In theory this should all just work. However, the system is complex and so undoubtedly there will be times when this module behaves other than you might expect. Therefore, the current set of heuristics is listed below for your debugging delight:
Bio::MAGETAB class Identity depends on:
------------------ -------------------
Bio::MAGETAB::ArrayDesign name accession termSource
Bio::MAGETAB::Assay name
Bio::MAGETAB::Comment name value object*
Bio::MAGETAB::CompositeElement name
Bio::MAGETAB::Contact firstName midInitials lastName
Bio::MAGETAB::ControlledTerm category value termSource accession
Bio::MAGETAB::DataAcquisition name
Bio::MAGETAB::DatabaseEntry accession termSource
Bio::MAGETAB::DataFile uri
Bio::MAGETAB::DataMatrix uri
Bio::MAGETAB::Edge inputNode outputNode
Bio::MAGETAB::Extract name
Bio::MAGETAB::Factor name
Bio::MAGETAB::FactorValue factor term measurement
Bio::MAGETAB::Feature blockCol blockRow col row array_design*
Bio::MAGETAB::Investigation title
Bio::MAGETAB::LabeledExtract name
Bio::MAGETAB::MatrixColumn columnNumber data_matrix*
Bio::MAGETAB::MatrixRow rowNumber data_matrix*
Bio::MAGETAB::Measurement measurementType value minValue maxValue unit object*
Bio::MAGETAB::Normalization name
Bio::MAGETAB::ParameterValue parameter protocol_application*
Bio::MAGETAB::Protocol name accession termSource
Bio::MAGETAB::ProtocolApplication protocol edge*
Bio::MAGETAB::ProtocolParameter name protocol
Bio::MAGETAB::Publication title
Bio::MAGETAB::Reporter name
Bio::MAGETAB::SDRF uri
Bio::MAGETAB::SDRFRow rowNumber sdrf*
Bio::MAGETAB::Sample name
Bio::MAGETAB::Source name
Bio::MAGETAB::TermSource name
Not all the slots are needed for an object to be identified; for example, a Contact object might only have a lastName.
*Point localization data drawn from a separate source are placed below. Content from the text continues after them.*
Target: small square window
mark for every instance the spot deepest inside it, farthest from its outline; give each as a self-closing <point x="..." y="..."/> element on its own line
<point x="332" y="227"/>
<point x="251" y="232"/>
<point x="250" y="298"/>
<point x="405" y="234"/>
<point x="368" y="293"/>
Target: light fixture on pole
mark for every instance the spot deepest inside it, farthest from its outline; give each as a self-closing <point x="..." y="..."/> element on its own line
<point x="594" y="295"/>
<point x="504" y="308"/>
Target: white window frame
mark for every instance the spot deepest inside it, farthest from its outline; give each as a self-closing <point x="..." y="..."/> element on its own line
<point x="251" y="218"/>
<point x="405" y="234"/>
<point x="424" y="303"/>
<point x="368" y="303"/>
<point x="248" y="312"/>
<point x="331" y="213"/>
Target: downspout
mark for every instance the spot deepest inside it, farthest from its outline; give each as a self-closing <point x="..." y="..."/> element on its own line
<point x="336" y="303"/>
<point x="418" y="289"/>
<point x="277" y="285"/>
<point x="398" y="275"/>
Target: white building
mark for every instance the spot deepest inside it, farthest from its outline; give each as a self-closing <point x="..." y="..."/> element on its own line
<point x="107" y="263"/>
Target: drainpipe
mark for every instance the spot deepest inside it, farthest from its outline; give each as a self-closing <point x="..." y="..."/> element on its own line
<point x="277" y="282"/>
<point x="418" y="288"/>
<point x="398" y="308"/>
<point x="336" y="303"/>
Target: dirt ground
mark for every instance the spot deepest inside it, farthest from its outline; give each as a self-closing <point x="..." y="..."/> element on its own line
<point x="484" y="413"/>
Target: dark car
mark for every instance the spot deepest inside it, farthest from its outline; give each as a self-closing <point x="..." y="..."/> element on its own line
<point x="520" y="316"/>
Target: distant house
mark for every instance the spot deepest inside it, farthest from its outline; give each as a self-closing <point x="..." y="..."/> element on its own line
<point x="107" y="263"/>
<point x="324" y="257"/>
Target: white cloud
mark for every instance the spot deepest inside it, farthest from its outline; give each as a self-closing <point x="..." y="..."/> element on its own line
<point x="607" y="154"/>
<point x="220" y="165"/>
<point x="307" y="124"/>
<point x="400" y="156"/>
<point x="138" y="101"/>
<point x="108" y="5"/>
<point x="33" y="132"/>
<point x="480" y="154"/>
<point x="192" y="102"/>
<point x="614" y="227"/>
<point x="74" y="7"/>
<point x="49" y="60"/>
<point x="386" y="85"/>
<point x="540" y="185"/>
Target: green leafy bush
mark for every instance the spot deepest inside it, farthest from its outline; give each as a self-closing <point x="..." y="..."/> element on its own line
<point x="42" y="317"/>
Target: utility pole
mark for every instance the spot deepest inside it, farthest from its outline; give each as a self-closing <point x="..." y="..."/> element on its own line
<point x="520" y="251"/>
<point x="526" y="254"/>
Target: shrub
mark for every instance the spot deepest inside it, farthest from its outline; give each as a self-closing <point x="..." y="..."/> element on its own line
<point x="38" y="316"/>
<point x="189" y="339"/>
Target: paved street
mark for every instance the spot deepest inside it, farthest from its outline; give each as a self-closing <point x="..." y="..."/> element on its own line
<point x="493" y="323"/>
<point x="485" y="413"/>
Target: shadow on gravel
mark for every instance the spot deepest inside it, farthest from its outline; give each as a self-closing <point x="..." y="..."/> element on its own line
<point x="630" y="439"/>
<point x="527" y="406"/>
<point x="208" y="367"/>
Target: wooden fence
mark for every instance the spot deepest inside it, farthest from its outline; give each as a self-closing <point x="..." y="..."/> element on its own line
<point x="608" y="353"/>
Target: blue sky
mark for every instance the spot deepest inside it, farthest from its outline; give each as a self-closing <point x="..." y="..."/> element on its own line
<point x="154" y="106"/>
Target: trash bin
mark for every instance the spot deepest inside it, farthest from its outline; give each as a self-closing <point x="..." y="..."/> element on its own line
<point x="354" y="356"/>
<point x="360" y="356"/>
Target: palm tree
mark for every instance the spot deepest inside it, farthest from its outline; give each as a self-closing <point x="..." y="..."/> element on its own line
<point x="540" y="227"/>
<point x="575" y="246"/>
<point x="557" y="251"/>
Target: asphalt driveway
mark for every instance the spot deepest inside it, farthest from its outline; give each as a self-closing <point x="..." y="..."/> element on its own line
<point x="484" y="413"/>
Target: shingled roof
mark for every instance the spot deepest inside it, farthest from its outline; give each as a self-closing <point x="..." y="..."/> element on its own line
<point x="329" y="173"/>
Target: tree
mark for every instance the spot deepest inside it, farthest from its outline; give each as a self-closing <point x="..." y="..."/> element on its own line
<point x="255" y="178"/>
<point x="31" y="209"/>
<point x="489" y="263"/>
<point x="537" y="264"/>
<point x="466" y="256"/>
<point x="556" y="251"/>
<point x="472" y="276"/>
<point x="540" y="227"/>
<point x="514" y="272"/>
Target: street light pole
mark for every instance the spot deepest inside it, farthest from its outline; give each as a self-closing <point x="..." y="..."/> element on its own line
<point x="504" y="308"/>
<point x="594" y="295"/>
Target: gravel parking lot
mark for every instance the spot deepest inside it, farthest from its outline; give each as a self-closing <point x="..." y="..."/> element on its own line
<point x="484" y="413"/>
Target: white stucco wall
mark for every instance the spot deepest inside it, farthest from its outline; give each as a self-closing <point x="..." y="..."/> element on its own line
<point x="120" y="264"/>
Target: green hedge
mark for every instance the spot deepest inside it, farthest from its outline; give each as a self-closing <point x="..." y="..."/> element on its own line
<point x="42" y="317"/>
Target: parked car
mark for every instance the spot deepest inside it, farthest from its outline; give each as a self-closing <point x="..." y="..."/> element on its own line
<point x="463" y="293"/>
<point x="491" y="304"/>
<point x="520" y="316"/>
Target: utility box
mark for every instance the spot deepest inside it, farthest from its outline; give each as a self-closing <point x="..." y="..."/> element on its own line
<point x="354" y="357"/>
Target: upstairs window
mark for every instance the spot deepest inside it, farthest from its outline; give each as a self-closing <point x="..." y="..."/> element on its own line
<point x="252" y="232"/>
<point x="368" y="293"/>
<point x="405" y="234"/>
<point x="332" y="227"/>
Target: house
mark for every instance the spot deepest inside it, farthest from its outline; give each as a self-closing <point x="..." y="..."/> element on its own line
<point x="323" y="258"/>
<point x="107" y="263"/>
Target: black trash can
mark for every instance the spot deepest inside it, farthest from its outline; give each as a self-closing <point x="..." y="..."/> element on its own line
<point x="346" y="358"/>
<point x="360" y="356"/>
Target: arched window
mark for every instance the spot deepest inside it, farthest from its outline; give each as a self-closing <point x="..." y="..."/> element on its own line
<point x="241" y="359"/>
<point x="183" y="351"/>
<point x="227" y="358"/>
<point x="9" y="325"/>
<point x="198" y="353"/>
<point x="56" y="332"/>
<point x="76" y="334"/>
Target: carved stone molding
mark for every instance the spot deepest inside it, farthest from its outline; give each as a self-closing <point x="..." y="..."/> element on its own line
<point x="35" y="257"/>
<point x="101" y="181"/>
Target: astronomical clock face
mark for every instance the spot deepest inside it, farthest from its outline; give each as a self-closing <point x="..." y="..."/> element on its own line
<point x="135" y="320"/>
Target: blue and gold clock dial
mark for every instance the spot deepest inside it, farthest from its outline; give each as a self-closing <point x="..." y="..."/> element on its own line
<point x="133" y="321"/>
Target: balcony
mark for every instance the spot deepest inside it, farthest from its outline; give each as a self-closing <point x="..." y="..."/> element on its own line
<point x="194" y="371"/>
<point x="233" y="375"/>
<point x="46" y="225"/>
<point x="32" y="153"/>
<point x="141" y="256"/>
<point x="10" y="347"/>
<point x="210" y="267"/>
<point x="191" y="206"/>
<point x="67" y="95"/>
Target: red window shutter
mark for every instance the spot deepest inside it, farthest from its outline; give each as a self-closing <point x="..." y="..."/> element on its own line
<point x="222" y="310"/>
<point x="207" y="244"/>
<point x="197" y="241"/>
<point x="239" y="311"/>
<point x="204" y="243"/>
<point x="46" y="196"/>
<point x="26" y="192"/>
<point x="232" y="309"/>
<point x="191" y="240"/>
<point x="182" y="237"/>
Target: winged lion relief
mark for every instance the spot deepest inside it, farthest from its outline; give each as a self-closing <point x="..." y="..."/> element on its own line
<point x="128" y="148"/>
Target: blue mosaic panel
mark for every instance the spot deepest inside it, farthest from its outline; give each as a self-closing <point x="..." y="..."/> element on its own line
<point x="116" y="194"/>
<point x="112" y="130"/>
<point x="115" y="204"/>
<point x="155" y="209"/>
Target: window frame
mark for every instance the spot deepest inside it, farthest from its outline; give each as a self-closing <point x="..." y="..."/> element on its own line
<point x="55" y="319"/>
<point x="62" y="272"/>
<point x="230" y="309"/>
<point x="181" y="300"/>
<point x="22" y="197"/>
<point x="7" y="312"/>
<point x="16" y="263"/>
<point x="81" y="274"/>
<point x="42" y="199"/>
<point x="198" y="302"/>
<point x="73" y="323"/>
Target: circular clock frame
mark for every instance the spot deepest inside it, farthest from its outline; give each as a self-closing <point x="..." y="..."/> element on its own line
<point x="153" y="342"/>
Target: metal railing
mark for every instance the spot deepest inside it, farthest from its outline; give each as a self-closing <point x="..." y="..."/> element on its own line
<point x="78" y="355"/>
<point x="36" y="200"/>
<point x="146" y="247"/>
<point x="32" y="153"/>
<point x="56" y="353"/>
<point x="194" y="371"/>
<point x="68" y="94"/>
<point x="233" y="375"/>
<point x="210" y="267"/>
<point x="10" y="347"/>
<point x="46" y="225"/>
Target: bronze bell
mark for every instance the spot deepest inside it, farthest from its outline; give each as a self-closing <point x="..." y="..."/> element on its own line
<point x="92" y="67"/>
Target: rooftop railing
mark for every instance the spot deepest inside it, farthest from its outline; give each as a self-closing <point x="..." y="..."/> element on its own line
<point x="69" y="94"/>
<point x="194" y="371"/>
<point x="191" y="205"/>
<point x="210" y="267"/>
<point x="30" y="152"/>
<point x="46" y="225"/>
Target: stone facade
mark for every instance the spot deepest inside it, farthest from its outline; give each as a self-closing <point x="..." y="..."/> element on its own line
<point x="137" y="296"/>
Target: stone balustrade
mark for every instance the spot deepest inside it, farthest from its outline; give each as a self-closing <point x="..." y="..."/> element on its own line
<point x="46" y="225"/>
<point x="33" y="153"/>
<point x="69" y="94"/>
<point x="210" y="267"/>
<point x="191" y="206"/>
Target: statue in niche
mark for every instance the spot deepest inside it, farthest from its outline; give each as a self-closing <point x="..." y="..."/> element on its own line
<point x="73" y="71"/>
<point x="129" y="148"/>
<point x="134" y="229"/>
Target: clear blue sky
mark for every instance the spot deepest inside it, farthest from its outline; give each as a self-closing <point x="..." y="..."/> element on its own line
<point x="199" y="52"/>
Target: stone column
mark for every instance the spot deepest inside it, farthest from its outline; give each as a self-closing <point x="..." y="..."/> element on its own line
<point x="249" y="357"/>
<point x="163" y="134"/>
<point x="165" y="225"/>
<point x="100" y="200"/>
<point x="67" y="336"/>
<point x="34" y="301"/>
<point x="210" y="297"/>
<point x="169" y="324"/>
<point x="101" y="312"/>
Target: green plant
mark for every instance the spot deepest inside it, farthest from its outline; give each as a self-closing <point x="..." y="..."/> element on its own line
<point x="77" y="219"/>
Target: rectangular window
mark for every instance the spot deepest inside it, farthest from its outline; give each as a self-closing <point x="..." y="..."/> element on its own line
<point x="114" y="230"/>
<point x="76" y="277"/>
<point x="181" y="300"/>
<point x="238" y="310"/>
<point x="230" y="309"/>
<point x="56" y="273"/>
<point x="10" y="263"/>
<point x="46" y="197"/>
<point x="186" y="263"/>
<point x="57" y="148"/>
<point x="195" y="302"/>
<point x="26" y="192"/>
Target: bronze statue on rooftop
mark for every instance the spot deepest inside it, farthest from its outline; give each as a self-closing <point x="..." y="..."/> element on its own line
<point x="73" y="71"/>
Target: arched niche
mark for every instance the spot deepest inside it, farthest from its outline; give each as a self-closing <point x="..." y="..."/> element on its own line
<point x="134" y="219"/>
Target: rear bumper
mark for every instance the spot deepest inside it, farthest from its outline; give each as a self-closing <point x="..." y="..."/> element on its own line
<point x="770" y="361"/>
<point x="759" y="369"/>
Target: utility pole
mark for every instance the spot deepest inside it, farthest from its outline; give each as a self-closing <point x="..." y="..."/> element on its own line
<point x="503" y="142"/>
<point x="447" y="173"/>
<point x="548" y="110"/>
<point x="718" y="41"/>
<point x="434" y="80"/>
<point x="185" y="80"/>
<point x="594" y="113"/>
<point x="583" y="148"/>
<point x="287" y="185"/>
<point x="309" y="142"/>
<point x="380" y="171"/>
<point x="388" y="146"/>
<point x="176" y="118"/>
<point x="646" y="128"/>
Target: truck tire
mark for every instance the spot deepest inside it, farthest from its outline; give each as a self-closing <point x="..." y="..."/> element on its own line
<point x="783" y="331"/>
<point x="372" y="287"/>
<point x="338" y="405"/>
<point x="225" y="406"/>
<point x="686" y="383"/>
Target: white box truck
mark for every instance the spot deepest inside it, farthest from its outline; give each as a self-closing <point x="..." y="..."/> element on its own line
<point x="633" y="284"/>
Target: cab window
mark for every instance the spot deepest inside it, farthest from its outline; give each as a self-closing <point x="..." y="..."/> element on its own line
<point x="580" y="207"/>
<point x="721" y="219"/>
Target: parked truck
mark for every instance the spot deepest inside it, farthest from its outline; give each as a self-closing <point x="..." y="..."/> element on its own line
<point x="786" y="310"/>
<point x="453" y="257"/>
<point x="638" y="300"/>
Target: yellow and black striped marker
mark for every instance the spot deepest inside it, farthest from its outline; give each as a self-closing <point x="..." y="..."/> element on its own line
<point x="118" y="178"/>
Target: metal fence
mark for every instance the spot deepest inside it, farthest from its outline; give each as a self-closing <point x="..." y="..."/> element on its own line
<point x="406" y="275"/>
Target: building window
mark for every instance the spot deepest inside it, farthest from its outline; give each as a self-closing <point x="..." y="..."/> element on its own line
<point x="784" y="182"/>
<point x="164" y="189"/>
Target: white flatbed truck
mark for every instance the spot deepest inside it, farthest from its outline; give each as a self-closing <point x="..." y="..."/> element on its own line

Asterisked (*) terms are those which do not correspond to any attribute of the Bio::MAGETAB class. These are typically "container" objects, i.e. those involved in aggregating the target objects. For example, the identity of a given Comment object is tied up with the "object" to which it has been applied. These objects are passed in as part of the object instantiation hash reference, and are discarded prior to object creation. NOTE: These aggregating objects are not processed in any way by Builder; you will need to ensure the objects are correctly linked together yourself.
KNOWN BUGS
The identity of Bio::MAGE::ProtocolApplication objects is based solely around the Protocol being applied, and the Edge to which it is attached. Ideally, the protocol application date would also be included, but this can create problems for persistence-based Builder subclasses where the exact serialization behavior of DateTime objects needs to be defined (see the DBLoader class). This is a tractable problem, but a fix has been omitted from this release since the use case (the same Protocol applied to a single Edge multiple times on different dates) seems a minor one. The workaround is to split the protocol applications into as many Edges as are needed.
SEE ALSO
Bio::MAGETAB Bio::MAGETAB::Util::Reader Bio::MAGETAB::Util::DBLoader
AUTHOR
Tim F. Rayner <tfrayner@gmail.com>
LICENSE
This library is released under version 2 of the GNU General Public License (GPL).